Но тут он ничего больше не добавил и молча смотрел вокруг влажными глазами. В это мгновенье мимо проходила Манджакаруббе, она звала с улицы Брази Чиполла, и ’Нтони сказал:

— Эта вот нашла себе мужа; и теперь, когда они кончат браниться, они пойдут в свой дом спать.

Остальные молчали, и все село было погружено в полную тишину, только слышался еще стук запиравшихся дверей. При этих словах Алесси набрался смелости сказать ему:

— Если бы и ты захотел, у тебя тоже был бы тут свой дом. Там поставлена кровать для тебя.

— Нет! — ответил ’Нтони. — Я должен уйти. Там стояла кровать мамы, которую она всю пропитала слезами, когда я хотел уходить. Помнишь — веселые беседы вечерами, когда солили анчоусы, и Нунциату, как она разгадывала загадки, и маму, и Лию, всех, кто сидел тут при свете луны, когда слышалась наша болтовня по всему селу, точно все мы были одной семьей? А я тогда еще ничего не знал и не хотел здесь оставаться, теперь же, когда я все знаю, я должен уходить.

Он говорил это, уставив глаза в землю и втянув голову в плечи. Тогда Алесси обнял его за шею.

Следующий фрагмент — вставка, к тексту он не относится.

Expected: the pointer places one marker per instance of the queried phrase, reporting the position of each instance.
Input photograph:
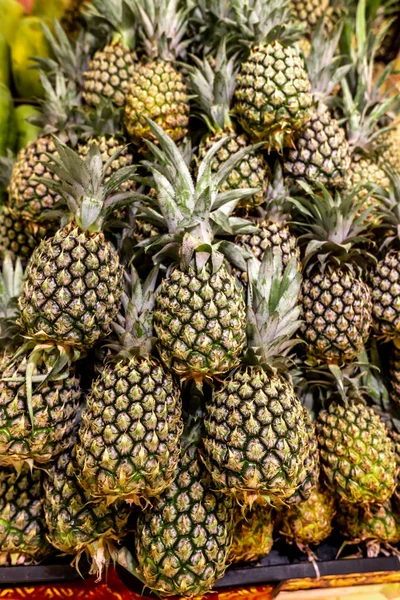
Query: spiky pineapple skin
(73, 288)
(255, 436)
(273, 94)
(251, 172)
(357, 455)
(385, 292)
(336, 313)
(109, 75)
(320, 153)
(74, 523)
(129, 436)
(199, 318)
(28, 198)
(183, 540)
(252, 534)
(54, 407)
(310, 521)
(157, 91)
(22, 526)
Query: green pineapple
(213, 87)
(157, 90)
(256, 435)
(252, 534)
(75, 525)
(22, 525)
(74, 281)
(273, 94)
(183, 539)
(199, 315)
(336, 301)
(131, 426)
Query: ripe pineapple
(256, 435)
(336, 301)
(213, 87)
(320, 153)
(22, 527)
(252, 534)
(273, 94)
(310, 521)
(199, 316)
(76, 525)
(131, 426)
(374, 524)
(110, 71)
(357, 455)
(73, 284)
(156, 89)
(183, 539)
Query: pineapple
(256, 435)
(273, 93)
(252, 534)
(76, 525)
(73, 286)
(357, 455)
(131, 426)
(183, 539)
(199, 315)
(110, 71)
(320, 153)
(377, 525)
(156, 89)
(213, 87)
(310, 521)
(22, 526)
(336, 301)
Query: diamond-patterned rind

— Прощай, — повторил ’Нтони. — Видишь, я был прав, что хотел уходить! Не могу я здесь оставаться. Прощайте, все меня простите!

И он ушел со своим мешком подмышкой; потом, когда он был далеко, посреди темной и пустынной площади, где все двери уже были заперты, он остановился послушать, закрывали ли дверь дома у кизилевого дерева, между тем как собака лаяла ему вслед и своим лаем говорила ему что он был один посреди села. Только море там, внизу между маячками, нашептывало ему свою обычную повесть, потому что у моря тоже нет родины, и оно принадлежит всем, кто захочет прислушаться к нему, с одного края до другого, где родится и умирает солнце, только в Ачи Трецца у него особая манера нашептывать, и его тотчас узнаешь и по клокотанию между скал, о которые оно разбивается, и по его голосу настоящего друга.